We've written frequently about the effect of increased commodity prices on farming in the UK – but only in general terms. In The Scotsman today, however, we get chapter and verse on the disaster hitting pig growers.
In the mid-1990s, the paper tells us, there were 70,000 breeding sows in Scotland. The total is now down to little more than 45,000 animals. Costs have shot up while ex-farm prices have barely moved.
We are then introduced to Jimmy Traquair, who runs just over 300 sows at Wellington Farm, near Dalkeith, with his son, Robin. He claims he has never experienced a situation like the current depression in more than 30 years of farming and would not be surprised if Scotland was to lose 20 percent of its breeding herd in a relatively short period.
He says: "It's intolerable and some people will undoubtedly pack it in before much longer. There are others who will struggle on because they grow their own barley and hope matters (will] improve."
However, the Traquair family only owns 12 acres and have to buy about 100 tons of barley a month. The latest load came in at £174 per ton delivered, more than double the £80 the business was paying this time last year.
At the same time, arable farmers who sell grain to pig producers are reported to be increasingly anxious as to whether they will be paid. There are, as yet, no reports of any pig producers going bust, but several are teetering on the brink in the face of losses of as much as £20 on each animal sent for slaughter.
Traquair says: "We are surviving, but only just. The problem is the price we are receiving. It's around 112p per kilo, but the reality is we need between 20p and 30p more to make a profit and allow for reinvestment."
The latest survey of compound feed costs by the Meat and Livestock Commission (MLC) clearly illustrates the pressure producers are under, with a rearing ration that cost £229 per ton in January 2007 now coming in at £283 per ton. That price would probably have been higher but for the fact that most feed manufacturers bought grain and protein on forward contracts at a time when cereals were lower.
This, of course, is only the start. We are not dealing with a market "blip" but a sustained, structural change in the commodities markets. And, as always when we see rapid rises in basic commodities, it takes some time for the costs to feed through into the retail sector.
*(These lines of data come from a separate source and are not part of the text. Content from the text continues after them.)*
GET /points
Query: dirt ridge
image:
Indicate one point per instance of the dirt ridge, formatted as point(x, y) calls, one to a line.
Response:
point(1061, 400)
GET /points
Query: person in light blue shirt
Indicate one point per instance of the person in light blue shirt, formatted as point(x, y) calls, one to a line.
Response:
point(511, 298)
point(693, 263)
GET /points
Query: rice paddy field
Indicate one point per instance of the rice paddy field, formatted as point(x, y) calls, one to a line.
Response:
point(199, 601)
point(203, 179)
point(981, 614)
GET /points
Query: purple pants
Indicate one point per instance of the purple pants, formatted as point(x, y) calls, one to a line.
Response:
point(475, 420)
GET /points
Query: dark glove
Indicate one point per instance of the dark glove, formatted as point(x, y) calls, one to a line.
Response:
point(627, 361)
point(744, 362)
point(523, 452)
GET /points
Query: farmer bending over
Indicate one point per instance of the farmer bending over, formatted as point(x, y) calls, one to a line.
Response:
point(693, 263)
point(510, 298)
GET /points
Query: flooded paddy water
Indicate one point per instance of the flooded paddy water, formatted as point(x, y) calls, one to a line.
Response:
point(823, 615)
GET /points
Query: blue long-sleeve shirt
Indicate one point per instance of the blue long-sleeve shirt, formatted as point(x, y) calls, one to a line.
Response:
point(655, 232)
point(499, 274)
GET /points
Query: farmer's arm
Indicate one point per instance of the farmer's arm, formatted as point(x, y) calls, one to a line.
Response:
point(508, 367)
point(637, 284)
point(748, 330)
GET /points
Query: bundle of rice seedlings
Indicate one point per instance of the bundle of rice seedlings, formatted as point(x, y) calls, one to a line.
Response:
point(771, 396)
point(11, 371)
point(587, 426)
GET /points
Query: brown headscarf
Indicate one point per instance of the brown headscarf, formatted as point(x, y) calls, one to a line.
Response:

Thus, for every £1 spent on pork in the supermarket, the farmer gets 35.5p. The bacon situation is worse with just 28p coming back to the producer. This is the economics of the madhouse. Framers who go out of business are not quickly or easily replaced, but demand – for the moment - is not reducing. The end point is real shortages followed by higher prices, the driver of inflation.
Yet, it seems, only a regional paper like the Scotsman wants to write about it, and even then it does not join up the dots. But that is the real world, which has no place in modern British politics. Farm policy is made in Brussels, so there is nothing our local politicians in Westminister can do about it.